Если первые главы романа, в которых действие происходит на Земле, являются экспозицией - и в них писатель позволяет себе широкими яркими мазками набросать общую картину нашей планеты с ее поразительными превращениями, то в последующих, где повествуется о полете "Геи", фокусируется центральная идея произведения - показать типические черты нового человека. Не столь уж важно, что "Гея" - сверхгигантский космический корабль, на долгие годы покинувший Землю, чтобы осуществить первый в истории человечества межзвездный перелет. Неизмеримо значительнее то, что "Гея", принявшая на борт двести двадцать семь отважных, является микроскопическим макетом Земли, ячейкой общества будущего. Прибегая к привычному сравнению, можно сказать, что, рассматривая коллектив "Геи", как каплю воды под микроскопом, Лем строит свои суждения о всем человеческом океане.
Вы помните их - гениального ученого Гообара, астронавигаторов Тер-Акониана, Сонгграма, Гротриана, главных конструкторов Ирьолу и Утенеута, того же Тер-Хаара, пилотов-разведчиков Амету и Зорина, "звездную" Анну и молодого врача, от чьего имени ведется повествование. У них разные индивидуальности, сложные характеры, разный накал воли и степень сопротивляемости. Они вовсе не похожи друг на друга в своем отношении к частностям и личной и общественной жизни. Но в то же время все они дети своего времени, объединенные стремлением идти вперед.
"Некогда, в древности, - говорит Ирьола, - людей объединяли общие традиции, обычаи, рядовые и национальные связи, труды прошлых поколений и культ самых выдающихся событий. А нас сильнее всего связывает наша деятельность по завоеванию будущего. Мы смотрим далеко за пределы личной жизни одиночки. В этом наша Сила, мы не ждем пассивного будущего, но сами творим его: наши требования вырастают на основе наших мечтаний, отсюда изменяется и обновляется все - как в нас самих, так и вокруг нас".
Глубокая философская мысль, не только высказанная, но и показанная в ее практическом претворении! Лем, написав "Магелланово облако", устроил нам незабываемую и волнующую встречу с далеким будущим.

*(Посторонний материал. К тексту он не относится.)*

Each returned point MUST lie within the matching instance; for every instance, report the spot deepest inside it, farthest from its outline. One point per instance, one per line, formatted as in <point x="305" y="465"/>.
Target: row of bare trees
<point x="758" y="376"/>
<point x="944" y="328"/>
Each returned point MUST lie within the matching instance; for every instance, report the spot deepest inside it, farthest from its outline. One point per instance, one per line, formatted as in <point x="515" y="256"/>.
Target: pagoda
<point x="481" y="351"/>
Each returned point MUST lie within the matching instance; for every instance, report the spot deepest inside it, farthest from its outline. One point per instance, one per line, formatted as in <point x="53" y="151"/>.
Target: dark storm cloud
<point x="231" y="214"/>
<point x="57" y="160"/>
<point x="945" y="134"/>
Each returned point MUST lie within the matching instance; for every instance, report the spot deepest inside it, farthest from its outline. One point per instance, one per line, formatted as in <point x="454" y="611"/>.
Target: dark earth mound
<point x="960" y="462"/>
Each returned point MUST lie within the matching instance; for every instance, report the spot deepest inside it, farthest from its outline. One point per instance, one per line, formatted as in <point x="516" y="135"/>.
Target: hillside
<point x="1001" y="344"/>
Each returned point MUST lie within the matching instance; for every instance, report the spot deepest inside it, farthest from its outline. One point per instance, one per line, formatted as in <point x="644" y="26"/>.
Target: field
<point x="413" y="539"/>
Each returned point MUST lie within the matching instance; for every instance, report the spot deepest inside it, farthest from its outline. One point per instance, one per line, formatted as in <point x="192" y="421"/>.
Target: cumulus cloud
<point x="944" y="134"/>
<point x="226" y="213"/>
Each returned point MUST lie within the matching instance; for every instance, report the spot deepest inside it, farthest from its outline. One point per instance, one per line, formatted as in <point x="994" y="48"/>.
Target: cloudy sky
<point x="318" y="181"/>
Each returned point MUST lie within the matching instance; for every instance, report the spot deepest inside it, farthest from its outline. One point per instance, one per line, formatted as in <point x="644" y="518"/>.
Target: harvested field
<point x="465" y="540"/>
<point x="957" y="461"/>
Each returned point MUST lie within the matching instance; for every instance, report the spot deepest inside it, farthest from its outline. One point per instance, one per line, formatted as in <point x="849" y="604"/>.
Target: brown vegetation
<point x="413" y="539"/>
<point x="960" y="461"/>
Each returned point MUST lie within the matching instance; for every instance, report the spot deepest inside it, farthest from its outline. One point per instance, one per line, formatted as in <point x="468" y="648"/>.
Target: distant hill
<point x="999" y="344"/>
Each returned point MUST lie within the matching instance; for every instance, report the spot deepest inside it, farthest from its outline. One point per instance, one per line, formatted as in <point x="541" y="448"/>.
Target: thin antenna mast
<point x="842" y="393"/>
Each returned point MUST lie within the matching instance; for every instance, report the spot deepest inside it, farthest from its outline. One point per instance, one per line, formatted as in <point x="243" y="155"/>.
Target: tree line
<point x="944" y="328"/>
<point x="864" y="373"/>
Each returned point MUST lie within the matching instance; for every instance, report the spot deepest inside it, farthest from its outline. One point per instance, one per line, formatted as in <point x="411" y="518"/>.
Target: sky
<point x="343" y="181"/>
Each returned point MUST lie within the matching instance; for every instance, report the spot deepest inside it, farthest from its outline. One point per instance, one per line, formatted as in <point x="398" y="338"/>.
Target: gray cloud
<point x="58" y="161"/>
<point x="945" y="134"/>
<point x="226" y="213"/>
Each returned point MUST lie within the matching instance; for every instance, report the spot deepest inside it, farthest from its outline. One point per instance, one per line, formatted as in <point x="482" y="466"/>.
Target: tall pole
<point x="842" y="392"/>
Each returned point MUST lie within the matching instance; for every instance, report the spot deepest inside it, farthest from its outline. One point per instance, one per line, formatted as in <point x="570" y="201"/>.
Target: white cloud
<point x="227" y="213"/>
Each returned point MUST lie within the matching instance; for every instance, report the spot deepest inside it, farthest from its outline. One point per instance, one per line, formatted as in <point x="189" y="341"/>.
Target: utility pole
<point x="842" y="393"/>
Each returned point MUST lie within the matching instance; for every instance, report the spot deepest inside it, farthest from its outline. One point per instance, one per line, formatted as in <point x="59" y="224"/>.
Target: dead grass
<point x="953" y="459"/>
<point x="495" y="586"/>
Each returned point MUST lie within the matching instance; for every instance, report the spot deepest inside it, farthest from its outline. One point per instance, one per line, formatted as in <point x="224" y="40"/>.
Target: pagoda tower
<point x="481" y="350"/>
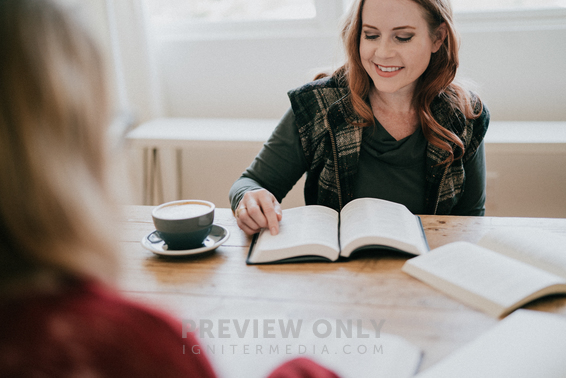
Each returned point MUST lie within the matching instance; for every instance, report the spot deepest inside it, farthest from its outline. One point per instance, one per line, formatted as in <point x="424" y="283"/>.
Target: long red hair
<point x="437" y="80"/>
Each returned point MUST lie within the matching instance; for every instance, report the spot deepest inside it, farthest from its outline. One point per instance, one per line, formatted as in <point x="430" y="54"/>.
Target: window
<point x="204" y="19"/>
<point x="231" y="10"/>
<point x="211" y="19"/>
<point x="489" y="5"/>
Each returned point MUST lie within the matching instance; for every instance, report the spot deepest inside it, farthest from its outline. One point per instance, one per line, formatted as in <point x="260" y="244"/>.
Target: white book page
<point x="301" y="226"/>
<point x="388" y="356"/>
<point x="539" y="248"/>
<point x="370" y="217"/>
<point x="526" y="344"/>
<point x="479" y="277"/>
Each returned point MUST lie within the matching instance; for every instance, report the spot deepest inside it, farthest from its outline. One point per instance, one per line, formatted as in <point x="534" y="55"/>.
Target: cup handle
<point x="154" y="237"/>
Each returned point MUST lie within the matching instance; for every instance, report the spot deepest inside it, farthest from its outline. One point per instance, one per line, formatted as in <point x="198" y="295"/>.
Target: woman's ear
<point x="441" y="33"/>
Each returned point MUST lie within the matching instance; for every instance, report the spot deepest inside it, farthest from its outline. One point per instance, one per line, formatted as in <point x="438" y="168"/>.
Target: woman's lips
<point x="387" y="71"/>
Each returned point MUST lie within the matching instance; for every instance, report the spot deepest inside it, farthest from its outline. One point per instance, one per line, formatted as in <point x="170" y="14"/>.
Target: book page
<point x="479" y="277"/>
<point x="301" y="229"/>
<point x="539" y="248"/>
<point x="526" y="344"/>
<point x="366" y="219"/>
<point x="388" y="356"/>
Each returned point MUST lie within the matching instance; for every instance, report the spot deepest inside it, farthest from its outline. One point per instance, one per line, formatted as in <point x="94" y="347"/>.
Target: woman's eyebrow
<point x="369" y="26"/>
<point x="404" y="27"/>
<point x="395" y="28"/>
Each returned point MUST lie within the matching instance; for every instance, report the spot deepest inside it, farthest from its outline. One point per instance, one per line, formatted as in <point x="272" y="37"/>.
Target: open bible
<point x="525" y="344"/>
<point x="320" y="233"/>
<point x="505" y="270"/>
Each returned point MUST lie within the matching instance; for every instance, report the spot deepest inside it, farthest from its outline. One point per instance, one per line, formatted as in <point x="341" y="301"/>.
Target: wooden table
<point x="219" y="284"/>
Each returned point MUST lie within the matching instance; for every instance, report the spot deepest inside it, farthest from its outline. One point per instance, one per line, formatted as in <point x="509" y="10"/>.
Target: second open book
<point x="318" y="232"/>
<point x="505" y="270"/>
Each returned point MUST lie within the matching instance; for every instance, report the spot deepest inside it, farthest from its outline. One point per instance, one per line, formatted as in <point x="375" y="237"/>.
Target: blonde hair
<point x="437" y="80"/>
<point x="55" y="205"/>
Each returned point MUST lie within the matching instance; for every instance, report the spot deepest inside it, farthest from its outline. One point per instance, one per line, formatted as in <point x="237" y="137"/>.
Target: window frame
<point x="329" y="14"/>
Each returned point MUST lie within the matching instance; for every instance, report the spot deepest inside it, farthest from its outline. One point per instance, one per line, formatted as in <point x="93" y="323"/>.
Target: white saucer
<point x="217" y="236"/>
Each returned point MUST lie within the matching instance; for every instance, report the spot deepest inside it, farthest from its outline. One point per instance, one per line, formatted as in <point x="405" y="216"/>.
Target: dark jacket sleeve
<point x="277" y="167"/>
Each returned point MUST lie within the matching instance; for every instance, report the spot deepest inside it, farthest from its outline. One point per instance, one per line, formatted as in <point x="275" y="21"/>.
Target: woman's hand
<point x="259" y="209"/>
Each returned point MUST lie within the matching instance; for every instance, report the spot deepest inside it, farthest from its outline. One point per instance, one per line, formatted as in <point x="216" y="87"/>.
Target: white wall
<point x="521" y="75"/>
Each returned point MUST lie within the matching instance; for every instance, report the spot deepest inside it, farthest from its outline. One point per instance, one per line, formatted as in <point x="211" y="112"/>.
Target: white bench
<point x="201" y="158"/>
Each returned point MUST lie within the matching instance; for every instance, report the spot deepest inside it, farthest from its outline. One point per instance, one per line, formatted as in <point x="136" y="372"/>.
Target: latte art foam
<point x="182" y="211"/>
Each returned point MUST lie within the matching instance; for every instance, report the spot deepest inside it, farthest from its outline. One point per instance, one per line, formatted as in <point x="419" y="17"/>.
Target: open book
<point x="525" y="344"/>
<point x="318" y="232"/>
<point x="505" y="270"/>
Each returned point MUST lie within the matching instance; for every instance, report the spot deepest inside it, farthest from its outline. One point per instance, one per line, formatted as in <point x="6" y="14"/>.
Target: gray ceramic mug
<point x="183" y="224"/>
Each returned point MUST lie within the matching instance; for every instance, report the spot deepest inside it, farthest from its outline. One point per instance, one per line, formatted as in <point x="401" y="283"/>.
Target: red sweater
<point x="90" y="330"/>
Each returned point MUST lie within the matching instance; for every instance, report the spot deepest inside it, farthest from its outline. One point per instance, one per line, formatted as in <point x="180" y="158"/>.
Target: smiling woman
<point x="391" y="123"/>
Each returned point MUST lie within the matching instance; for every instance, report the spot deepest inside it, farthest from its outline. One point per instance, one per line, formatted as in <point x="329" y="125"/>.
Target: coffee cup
<point x="183" y="224"/>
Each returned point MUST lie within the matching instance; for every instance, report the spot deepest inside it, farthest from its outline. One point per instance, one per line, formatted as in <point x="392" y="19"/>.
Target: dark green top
<point x="389" y="169"/>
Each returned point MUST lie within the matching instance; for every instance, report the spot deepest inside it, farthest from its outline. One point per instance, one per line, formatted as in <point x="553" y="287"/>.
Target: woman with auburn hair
<point x="59" y="315"/>
<point x="391" y="123"/>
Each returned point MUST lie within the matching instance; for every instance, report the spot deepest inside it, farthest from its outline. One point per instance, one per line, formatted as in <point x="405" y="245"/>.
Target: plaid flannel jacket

Словами своего героя он как бы предсказывает бесконечный путь развития и совершенствования человечества: "Человек освоил путь к звездам, познал пространство и время, познал и самые звезды, на которых он возник. Никто не может противостоять ему. И чем больше препятствий встречается на пути человека, тем больше проявляется его величие. Даже звезды стареют и угасают, а мы навеки остаемся. Пройдут годы, минет эпоха быстрого прогресса нашей цивилизации, перед человечеством встанут новые трудности, и тогда люди оглянутся назад и вновь откроют нас, как мы открыли великую эпоху прошлого".
Тысячелетия назад были написаны первые книги о будущем, куда вносилась авторская мечта и представления об идеальном общественном устройстве. Быть может, одним из первых был Платон, который в своих "Законах" изобразил гипотетическое государство, управляемое "философами", охраняемое "стражами", а материальные ценности в котором создаются "ремесленниками".
Каждая новая социальная формация рождала своих провозвестников и пророков. И ныне буржуазные писатели пытаются нарисовать "чарующие" картины грядущего, в основу которого положены весьма непрочные кирпичи, отформованные социологами и философами старого, распадающегося мира. Нет надобности повторять здесь, что пренебрежение объективными законами общественного развития приводит к тому, что мифические здания будущего социального устройства рассыпаются как карточные домики. Даже великий Уэллс не смог справиться с задачей, когда взялся - в первый и последний раз - изобразить встречу мрачноватого и несовершенного настоящего с ослепительным завтрашним днем. При всех достоинствах его утопический роман "Люди как боги" анемичен и абстрактен в своей утверждающей части. Люди-боги призрачны и бесплотны. Только современники писателя, переступившие фантастическую грань четвертого измерения, вполне живые люди. Но даже лучший из них - Барнстепл - совсем не тот, кто мог бы своими поступками проложить путь в мир утопии и тем самым сделать утопию реальностью.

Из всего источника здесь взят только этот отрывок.